In an election as close as this year's Presidential race (where the polls in virtually every swing state are within the margin of error), newspaper endorsements can be important. While they are unlikely to sway a supporter of one candidate or the other, a compelling newspaper endorsement can provide the type of independent validation of a candidate that is important to an undecided voter. And picking up even a small number of undecided voters can be the margin of victory, especially in a close swing state.
Over the past few weeks, a growing number of major newspapers, many located in swing states like Ohio and Florida, have endorsed President Obama's bid for re-election. These endorsements tend to make three basic points: (1) that President Obama has offered strong, steady leadership in bringing our country out of the economic and foreign policy messes that the Bush-Cheney Administration left us with, (2) that the Obama Administration has an impressive track record of accomplishments on keeping our nation safe, improving the economy, supporting the middle class, expanding access to health insurance, promoting equality, etc., and (3) that Romney bounces between promoting a reactionary redux of the Bush-Cheney years and changing his positions so often that no one really knows what he believes. In summary, they provide a compelling case for re-electing President Obama.

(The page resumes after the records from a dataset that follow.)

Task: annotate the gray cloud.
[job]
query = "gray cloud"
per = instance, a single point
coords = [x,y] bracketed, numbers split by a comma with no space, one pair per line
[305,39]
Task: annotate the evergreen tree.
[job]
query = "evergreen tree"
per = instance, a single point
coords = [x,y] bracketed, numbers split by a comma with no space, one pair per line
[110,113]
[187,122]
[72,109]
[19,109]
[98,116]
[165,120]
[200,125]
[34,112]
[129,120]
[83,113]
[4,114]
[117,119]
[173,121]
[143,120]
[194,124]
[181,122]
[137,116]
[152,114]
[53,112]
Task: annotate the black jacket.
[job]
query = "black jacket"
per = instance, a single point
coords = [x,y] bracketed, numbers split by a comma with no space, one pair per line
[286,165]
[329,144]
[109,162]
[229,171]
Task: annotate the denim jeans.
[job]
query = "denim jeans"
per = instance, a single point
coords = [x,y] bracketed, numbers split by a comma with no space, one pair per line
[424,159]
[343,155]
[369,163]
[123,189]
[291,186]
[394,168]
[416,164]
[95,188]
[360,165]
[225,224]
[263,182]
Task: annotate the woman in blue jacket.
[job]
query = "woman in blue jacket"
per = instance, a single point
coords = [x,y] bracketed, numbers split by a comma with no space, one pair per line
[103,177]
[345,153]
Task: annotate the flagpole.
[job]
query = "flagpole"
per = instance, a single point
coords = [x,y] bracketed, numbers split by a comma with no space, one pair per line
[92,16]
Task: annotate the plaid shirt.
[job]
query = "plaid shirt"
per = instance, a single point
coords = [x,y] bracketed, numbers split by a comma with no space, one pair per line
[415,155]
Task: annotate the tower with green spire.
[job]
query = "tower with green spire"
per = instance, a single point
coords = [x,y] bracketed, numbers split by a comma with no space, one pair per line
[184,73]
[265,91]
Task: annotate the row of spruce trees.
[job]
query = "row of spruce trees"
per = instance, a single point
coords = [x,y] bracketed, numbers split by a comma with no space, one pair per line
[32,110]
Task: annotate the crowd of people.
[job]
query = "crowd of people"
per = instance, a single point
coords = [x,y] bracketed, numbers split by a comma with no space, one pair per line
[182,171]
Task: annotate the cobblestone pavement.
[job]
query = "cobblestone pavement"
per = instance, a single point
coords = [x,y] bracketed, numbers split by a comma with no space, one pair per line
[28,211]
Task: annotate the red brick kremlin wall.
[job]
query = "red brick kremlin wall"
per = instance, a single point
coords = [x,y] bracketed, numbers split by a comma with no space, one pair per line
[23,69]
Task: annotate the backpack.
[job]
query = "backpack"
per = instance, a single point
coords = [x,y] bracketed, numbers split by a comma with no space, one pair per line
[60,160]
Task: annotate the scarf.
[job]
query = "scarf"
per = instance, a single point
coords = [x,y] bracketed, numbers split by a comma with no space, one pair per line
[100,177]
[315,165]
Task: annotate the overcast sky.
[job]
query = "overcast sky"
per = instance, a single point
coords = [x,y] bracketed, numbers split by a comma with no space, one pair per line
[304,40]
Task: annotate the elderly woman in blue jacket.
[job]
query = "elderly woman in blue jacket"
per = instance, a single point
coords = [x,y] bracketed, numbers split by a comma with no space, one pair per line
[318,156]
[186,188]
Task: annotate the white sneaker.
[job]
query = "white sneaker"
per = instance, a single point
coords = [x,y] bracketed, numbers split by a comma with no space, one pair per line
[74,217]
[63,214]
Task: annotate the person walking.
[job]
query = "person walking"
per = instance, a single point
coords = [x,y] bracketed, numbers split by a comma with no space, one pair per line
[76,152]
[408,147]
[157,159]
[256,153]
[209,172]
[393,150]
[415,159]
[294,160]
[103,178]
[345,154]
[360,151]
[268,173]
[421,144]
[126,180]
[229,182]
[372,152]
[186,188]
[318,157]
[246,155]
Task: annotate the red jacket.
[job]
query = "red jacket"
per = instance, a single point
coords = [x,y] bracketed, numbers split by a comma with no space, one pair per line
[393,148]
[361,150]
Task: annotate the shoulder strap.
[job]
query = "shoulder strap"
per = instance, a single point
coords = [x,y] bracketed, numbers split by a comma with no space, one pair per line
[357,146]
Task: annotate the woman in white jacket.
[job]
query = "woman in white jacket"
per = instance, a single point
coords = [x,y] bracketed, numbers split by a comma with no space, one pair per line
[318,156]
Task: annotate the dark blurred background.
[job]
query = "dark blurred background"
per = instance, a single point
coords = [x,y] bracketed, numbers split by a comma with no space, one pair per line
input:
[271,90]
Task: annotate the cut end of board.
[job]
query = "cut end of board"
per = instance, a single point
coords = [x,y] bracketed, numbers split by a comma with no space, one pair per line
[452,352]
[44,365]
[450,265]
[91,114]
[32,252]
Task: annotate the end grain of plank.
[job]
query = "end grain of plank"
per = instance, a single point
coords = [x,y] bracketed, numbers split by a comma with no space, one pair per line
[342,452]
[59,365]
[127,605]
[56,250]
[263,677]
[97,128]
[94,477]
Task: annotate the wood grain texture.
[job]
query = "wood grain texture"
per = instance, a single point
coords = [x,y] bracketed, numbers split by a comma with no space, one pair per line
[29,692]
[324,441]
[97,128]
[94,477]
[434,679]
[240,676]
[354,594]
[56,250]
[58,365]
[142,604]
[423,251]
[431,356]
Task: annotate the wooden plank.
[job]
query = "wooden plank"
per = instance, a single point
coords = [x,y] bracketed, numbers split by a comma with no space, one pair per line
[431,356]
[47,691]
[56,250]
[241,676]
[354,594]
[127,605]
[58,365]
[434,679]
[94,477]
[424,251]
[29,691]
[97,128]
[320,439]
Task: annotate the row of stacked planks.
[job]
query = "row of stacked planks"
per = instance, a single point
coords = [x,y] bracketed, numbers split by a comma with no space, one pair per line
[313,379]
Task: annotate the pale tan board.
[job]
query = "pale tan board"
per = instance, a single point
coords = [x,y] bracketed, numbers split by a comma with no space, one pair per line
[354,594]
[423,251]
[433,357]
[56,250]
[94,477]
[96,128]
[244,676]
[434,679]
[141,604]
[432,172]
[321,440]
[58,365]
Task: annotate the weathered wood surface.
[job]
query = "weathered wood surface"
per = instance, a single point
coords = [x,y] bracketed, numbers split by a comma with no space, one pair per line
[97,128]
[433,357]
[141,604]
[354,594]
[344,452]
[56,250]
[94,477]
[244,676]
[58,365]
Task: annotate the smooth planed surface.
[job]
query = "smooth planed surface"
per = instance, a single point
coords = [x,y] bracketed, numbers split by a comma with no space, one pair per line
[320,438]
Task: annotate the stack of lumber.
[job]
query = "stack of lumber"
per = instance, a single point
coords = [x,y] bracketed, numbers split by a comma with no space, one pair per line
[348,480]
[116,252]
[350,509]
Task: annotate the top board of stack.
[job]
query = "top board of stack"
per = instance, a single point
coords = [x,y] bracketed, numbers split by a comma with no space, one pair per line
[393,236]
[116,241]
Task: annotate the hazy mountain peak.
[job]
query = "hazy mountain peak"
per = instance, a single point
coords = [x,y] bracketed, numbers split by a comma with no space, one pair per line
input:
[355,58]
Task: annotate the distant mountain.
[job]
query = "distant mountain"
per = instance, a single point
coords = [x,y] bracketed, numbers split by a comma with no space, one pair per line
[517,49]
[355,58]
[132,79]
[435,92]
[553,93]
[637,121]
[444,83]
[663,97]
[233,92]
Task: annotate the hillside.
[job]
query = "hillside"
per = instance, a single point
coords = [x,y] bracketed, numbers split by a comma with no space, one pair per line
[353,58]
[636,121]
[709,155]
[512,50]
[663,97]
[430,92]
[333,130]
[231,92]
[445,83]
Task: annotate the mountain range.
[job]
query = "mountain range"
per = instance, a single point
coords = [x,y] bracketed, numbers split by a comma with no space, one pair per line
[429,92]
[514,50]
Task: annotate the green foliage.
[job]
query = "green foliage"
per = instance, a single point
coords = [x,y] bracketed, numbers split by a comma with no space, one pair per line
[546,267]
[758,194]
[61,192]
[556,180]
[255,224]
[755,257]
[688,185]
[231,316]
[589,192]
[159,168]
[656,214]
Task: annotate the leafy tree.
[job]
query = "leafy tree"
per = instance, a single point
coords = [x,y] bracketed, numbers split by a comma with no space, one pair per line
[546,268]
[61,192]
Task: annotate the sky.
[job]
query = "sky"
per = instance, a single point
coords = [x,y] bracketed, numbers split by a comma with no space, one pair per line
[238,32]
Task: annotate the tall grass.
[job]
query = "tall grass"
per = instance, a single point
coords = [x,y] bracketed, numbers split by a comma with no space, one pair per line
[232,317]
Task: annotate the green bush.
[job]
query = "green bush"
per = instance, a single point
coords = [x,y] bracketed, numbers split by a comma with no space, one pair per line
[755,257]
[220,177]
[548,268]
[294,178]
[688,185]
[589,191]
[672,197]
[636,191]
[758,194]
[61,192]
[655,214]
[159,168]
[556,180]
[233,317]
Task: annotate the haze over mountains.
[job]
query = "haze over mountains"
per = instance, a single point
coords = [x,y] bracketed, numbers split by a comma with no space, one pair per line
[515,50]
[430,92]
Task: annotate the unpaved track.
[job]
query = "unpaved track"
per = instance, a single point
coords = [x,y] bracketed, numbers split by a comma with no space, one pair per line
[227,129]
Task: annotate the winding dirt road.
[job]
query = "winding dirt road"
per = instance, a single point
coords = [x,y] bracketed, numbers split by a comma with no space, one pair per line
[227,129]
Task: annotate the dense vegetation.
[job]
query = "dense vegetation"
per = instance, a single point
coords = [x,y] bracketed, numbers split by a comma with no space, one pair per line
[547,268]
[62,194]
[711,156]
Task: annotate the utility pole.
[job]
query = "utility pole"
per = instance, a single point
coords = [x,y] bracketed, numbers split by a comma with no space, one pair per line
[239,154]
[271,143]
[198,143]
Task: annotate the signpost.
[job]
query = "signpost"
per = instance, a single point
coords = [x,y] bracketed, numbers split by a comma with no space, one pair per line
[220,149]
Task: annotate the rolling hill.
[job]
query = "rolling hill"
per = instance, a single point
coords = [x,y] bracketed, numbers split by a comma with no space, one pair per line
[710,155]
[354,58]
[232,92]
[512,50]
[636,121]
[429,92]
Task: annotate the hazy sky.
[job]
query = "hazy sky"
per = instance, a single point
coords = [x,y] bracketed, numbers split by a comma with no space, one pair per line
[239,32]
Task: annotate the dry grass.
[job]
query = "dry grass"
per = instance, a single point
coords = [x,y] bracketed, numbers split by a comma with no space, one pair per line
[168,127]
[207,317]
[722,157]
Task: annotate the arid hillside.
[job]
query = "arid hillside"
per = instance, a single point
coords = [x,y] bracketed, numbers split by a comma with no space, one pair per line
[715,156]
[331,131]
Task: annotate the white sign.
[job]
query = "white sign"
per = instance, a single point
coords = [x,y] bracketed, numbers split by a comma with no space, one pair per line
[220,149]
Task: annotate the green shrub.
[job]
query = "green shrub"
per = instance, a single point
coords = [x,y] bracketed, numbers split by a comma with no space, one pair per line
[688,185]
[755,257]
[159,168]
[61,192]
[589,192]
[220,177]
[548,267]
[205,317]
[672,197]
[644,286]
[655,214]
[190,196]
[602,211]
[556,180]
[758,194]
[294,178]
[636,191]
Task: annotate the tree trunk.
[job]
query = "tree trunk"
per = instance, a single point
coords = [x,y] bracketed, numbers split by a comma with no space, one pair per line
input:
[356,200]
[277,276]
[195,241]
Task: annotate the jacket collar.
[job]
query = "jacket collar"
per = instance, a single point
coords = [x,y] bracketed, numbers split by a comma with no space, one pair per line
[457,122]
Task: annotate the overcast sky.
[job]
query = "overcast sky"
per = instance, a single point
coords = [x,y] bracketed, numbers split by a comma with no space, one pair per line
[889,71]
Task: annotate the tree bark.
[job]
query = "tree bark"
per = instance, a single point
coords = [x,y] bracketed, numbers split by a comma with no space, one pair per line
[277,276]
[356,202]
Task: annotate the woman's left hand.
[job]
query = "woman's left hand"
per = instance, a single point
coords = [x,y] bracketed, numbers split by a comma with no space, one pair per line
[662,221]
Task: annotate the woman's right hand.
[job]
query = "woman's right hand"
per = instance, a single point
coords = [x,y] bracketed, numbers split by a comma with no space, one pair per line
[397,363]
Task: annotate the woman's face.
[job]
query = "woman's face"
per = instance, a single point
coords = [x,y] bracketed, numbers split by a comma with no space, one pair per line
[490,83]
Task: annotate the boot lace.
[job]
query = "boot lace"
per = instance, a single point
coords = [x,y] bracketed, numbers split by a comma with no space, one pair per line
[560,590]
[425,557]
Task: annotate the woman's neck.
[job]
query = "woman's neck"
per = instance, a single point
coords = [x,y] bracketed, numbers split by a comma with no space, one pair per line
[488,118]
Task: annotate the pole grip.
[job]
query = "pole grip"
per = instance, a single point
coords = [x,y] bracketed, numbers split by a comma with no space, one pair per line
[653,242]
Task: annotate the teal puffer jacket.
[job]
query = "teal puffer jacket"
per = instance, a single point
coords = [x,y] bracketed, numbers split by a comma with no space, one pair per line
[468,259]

Below are excerpts from a sampling of the recent newspaper endorsements of President Obama. We will provide excerpts from additional endorsements in our next post. In the meantime, please take action to help win this election by sharing these endorsements with anyone you know who is undecided, commenting on and sending letters to the editor supporting these endorsements, and volunteering with the Obama campaign to help get out the vote. And if your local newspaper has endorsed President Obama, please let us know in the comments section below.
Four years ago, in endorsing Democrat Barack Obama for president, we noted his intellect, his temperament and equanimity under pressure. He was unproven, but we found him to be presidential, in all that that word implies.
In that, we have not been disappointed. This is a serious man. And now he is a proven leader. He has earned a second term.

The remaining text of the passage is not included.